C-SRAG says a competitive rail service at a time of high fuel prices and air fares will make the national capital a more attractive and feasible destination, and open up other visitor opportunities.
For example, the proximity of the current railway station to Manuka Oval provides an opportunity for additional regular public transport services – like the annual ‘Elvis Express’ train to Parkes operated by Transport for NSW or chartered rail services such as the heritage ‘Picnic Train’ operator – to bring spectators to cultural or sporting events in Canberra.
“Similarly, the combination of improved local public transport services connecting with upgraded intercity rail services would make day trips or short overnight ‘mini-breaks’ to see Canberra’s cultural sites such as the National Gallery, Portrait Gallery, the Museum of Australian Democracy at Old Parliament House and the Australian War Memorial possible without needing a car,” the submission states.
C-SRAG cites Professor Andrew McNaughton, current chairman of the UK’s High Speed Rail construction agency and author of the most recent Report into Faster Regional Rail Services for NSW, who argues the job is a straightforward infrastructure management task that can bring travel times down by at least 75 minutes.
It proposes two options – rebuilding the existing line to standards that bring journey times down to about 3.5 hours, or progressive reconstruction of the corridor to enable higher speeds for a 2-3 hour trip and increasing services closer to that offered by buses.
This would start to approach end-to-end journey times capable of competing with air travel.
The first option would require some straightening out of the track and new rolling stock.

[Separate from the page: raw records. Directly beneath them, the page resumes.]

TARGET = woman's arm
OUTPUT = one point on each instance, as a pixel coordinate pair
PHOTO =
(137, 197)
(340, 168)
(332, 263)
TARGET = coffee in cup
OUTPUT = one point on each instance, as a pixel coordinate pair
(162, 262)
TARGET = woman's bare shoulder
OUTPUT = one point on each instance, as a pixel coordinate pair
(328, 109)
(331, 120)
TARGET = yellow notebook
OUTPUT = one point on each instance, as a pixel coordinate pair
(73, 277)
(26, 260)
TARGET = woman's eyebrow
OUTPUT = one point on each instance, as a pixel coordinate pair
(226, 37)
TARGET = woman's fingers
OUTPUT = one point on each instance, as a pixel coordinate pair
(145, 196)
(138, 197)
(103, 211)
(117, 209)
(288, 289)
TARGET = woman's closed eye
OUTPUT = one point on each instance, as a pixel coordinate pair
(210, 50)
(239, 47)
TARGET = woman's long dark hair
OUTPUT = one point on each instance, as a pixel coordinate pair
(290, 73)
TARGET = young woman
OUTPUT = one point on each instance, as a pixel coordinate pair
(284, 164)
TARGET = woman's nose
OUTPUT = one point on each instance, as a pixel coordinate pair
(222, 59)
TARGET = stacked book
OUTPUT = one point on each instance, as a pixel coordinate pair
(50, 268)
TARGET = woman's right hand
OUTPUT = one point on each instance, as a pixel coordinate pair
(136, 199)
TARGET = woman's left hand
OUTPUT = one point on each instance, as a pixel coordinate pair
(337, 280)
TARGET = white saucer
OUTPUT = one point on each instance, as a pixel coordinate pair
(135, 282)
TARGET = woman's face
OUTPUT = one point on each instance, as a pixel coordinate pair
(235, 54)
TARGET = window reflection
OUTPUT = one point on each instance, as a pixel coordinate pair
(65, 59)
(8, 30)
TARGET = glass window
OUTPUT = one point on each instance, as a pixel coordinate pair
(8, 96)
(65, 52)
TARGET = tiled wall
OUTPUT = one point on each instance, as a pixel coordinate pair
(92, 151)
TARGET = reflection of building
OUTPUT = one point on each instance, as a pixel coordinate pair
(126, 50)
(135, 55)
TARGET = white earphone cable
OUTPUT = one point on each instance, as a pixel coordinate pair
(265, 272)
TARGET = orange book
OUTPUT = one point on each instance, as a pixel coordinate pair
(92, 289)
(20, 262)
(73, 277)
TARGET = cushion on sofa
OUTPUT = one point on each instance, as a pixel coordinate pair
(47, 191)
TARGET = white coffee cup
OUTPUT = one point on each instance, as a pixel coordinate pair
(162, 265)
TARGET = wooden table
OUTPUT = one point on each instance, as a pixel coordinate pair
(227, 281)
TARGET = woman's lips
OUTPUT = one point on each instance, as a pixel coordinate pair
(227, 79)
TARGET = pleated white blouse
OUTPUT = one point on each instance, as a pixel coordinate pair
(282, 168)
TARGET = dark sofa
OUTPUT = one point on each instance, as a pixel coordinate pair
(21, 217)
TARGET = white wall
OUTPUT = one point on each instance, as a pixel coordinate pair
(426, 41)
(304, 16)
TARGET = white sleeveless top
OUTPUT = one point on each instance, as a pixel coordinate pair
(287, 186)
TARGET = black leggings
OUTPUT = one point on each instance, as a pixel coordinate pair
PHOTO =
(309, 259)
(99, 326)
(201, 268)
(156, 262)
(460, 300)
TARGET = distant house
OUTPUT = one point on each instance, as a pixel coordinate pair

The second and preferred option would also require new rolling stock to make best use of the upgraded infrastructure and potentially a new railway station closer to Civic.
This would cost more, requiring major realignment and/or deviations of the existing corridor, particularly between Campbelltown and Goulburn.
But C-SRAG says these major works will benefit every passenger and freight train along the Sydney-Melbourne interstate rail corridor.
“Getting a faster, more frequent service running to a 2-3 hour transit time to Sydney is essential to drive improved patronage,” the submission states.
“An ACT Government survey from 2018 indicated 57 per cent of respondents would be more likely to travel via train between Canberra and Sydney if the travel time was between 2-3 hours.”
C-SRAG believes the travellers are there, with recent patronage trends pointing to a strong post-pandemic recovery.
It says more than 210,000 passengers took the train in 2022, and seating limits on the existing three daily return trains will be tested within the next year or two.